HTU implementations:

  • default: Aggregate all child embeddings with reduce and incorporate the node data via one map execution.
  • reverted: Contextualize each child via map individually and reduce afterwards.
  • special leaf handling: A substantial amount of nodes are leafs. We propose two HTU variants that take this into account.
    • init state: Use a trainable initialization state instead of the null vector.
    • leaf passing: Omit the map step at all. Just execute one FC to allow for different dimensionality of (word) embeddings and internal state.

Similarity Scoring

Given two embeddings, calculate a floating point value that indicates their similarity. Here, one embedding may consist of one or multiple concatenated tree embeddings, eventually further transformed with one or multiple FCs. Furthermore, one embedding may be a class label embedding.

Implemented similarity functions:

  • cosine

Training

See the training docker setup for how to train and test models for individual tasks.

TASK: Predict Relatedness Scores

Predict, how strongly two trees are related.

"Related" can be interpreted in several ways, e.g., in the case of SICK, several annotators scored pairs of sentences intuitively and the resulting scores are averaged.

The similarity score between two tree embeddings is used as measure for the strength of the relatedness. In general, one FC is applied to each tree embedding before scoring.

Task instances:

  • Relatedness Prediction on SICK.

TASK: Multiclass Prediction

Predict, if a tree matches one (or multiple) labels.
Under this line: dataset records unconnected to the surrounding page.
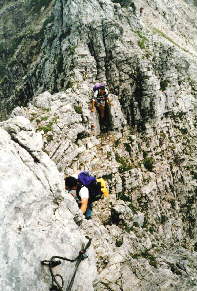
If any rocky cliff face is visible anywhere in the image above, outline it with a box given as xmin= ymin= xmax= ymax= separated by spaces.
xmin=0 ymin=117 xmax=96 ymax=291
xmin=1 ymin=0 xmax=197 ymax=291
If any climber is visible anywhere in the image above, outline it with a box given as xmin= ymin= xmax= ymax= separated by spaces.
xmin=90 ymin=83 xmax=111 ymax=130
xmin=140 ymin=7 xmax=144 ymax=16
xmin=65 ymin=176 xmax=93 ymax=219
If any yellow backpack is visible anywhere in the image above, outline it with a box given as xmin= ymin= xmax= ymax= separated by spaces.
xmin=96 ymin=178 xmax=109 ymax=198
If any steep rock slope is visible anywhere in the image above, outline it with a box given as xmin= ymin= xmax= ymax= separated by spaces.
xmin=0 ymin=0 xmax=196 ymax=117
xmin=1 ymin=0 xmax=197 ymax=291
xmin=12 ymin=83 xmax=196 ymax=291
xmin=0 ymin=117 xmax=96 ymax=291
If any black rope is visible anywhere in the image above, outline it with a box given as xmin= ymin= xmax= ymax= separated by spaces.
xmin=41 ymin=236 xmax=91 ymax=291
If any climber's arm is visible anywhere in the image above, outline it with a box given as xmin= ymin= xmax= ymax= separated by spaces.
xmin=80 ymin=198 xmax=88 ymax=214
The similarity score between one (or multiple concatenated) tree embeddings and the class label embedding is used as probability for that the instance belongs to that class. In general, one FC is applied to the (concatenated in the case of RTE) tree embedding(s).

Task instances:

  • Recognizing Textual Entailment (RTE) on SICK.
  • Binary Sentiment Analysis on IMDB.
  • Relation Extraction on SemEval2010 Task 8.

Evaluation

See the eval notebook for evaluation of model prediction results. This notebook was used to examine overall prediction quality and resource consumption. Furthermore, it contains record wise result evaluation.

License

Copyright 2019 Arne Binder

Licensed under the Apache License, Version 2.0 (the "License"); you may not use this file except in compliance with the License. You may obtain a copy of the License at

http://www.apache.org/licenses/LICENSE-2.0

Unless required by applicable law or agreed to in writing, software distributed under the License is distributed on an "AS IS" BASIS, WITHOUT WARRANTIES OR CONDITIONS OF ANY KIND, either express or implied. See the License for the specific language governing permissions and limitations under the License.